Quindi, secondo il parlamentare liberale, non solo da abbracciare l’obiettivo sempre più globale delle emissioni zero entro il 2050, ma da accompagnare il cammino con un ambizioso traguardo intermedio di una riduzione  del 40-45 per cento entro il 2035, abbandonando i minimi di Parigi del 26-28 per cento di veleni in meno (entro il 2030) rispetto ai valori del 2005. Un’improbabile correzione di rotta, distante solo cinque punti in percentuale, dagli obiettivi derisi del governo e bocciati dagli elettori, di Bill Shorten.

Il tutto mentre i Nazionali, andando decisamente controcorrente sotto tutti i punti di vista, chiedono la costruzione di una nuova centrale di carbone che rimpiazzi quella danneggiata di Callide, nel Queensland centrale.

Morrison quindi, è decisamente orientato a portare avanti, non senza ben note difficoltà interne, l’obiettivo del 2050 ma ha sempre mostrato dubbi e una certa resistenza su traguardi intermedi, preferendo insistere sulla strategia dei risultati pratici di riduzione delle emissioni, via nuove tecnologie, invece di fissare ambizioni e obiettivi, come invece continua a chiedere l’opposizione vista la forte spinta internazionale: la Gran Bretagna punta per tagli ‘intermedi’ del 68 per cento (entro il 2030); la Ue del 55 e gli Usa del 52 per cento. 

Il primo ministro ne parlerà al vertice Quad (Quadrilateral Dialogue) alla Casa Bianca con il padrone di casa Joe Biden e i capi di governo di India e Giappone, Narendra Modi e Yoshihide Suga, con i quali avrà anche, ai margini del summit, degli incontri bilaterali.
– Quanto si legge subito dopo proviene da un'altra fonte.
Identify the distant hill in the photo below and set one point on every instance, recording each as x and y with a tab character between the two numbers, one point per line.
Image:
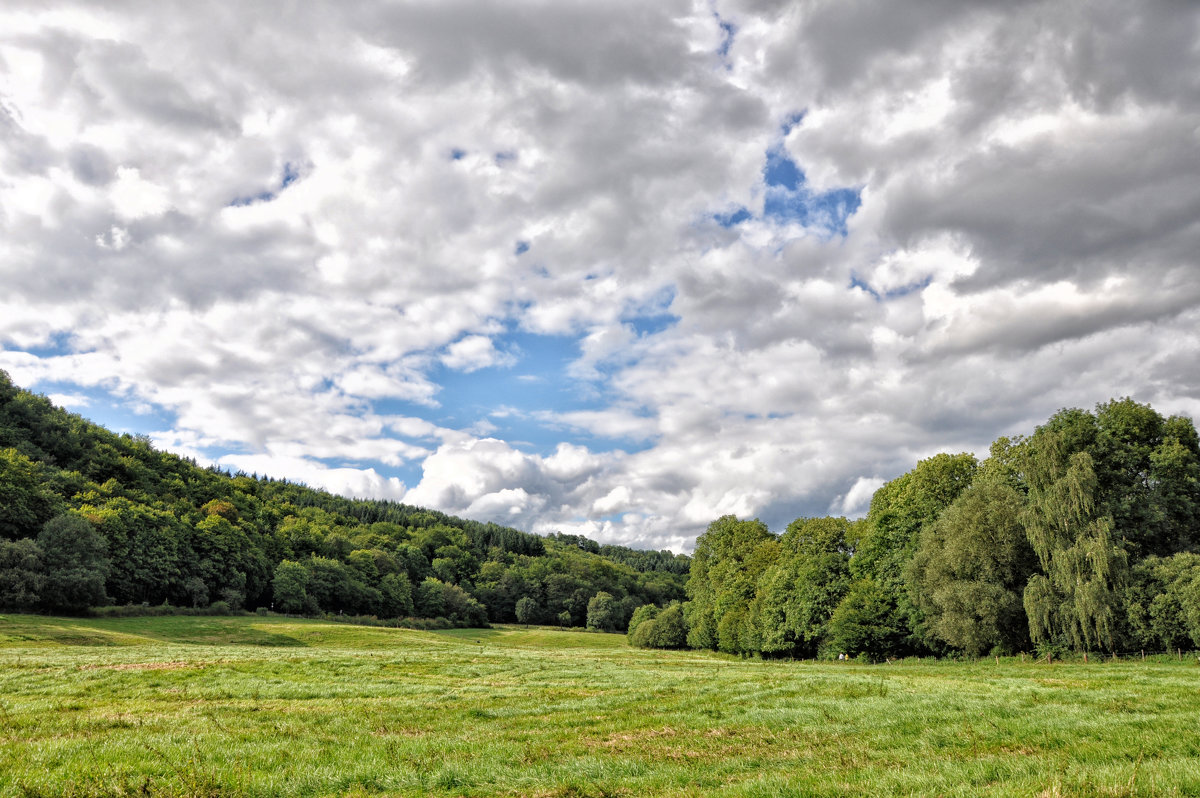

Sul tavolo del vertice, per la prima volta tenuto in persona, oltre per l’appunto alla questione ambientale in previsione dell’appuntamento di Glasgow, i vaccini anti Covid e le garanzie di produzione e approvvigionamento energetico. Un vertice che Morrison ritiene l’appuntamento più importante della sua missione negli Stati Uniti, in quanto riguarda le nazioni di maggior peso nelle strategie politiche della regione dell’Indo-Pacifico in un periodo di grande instabilità e incertezze per il futuro.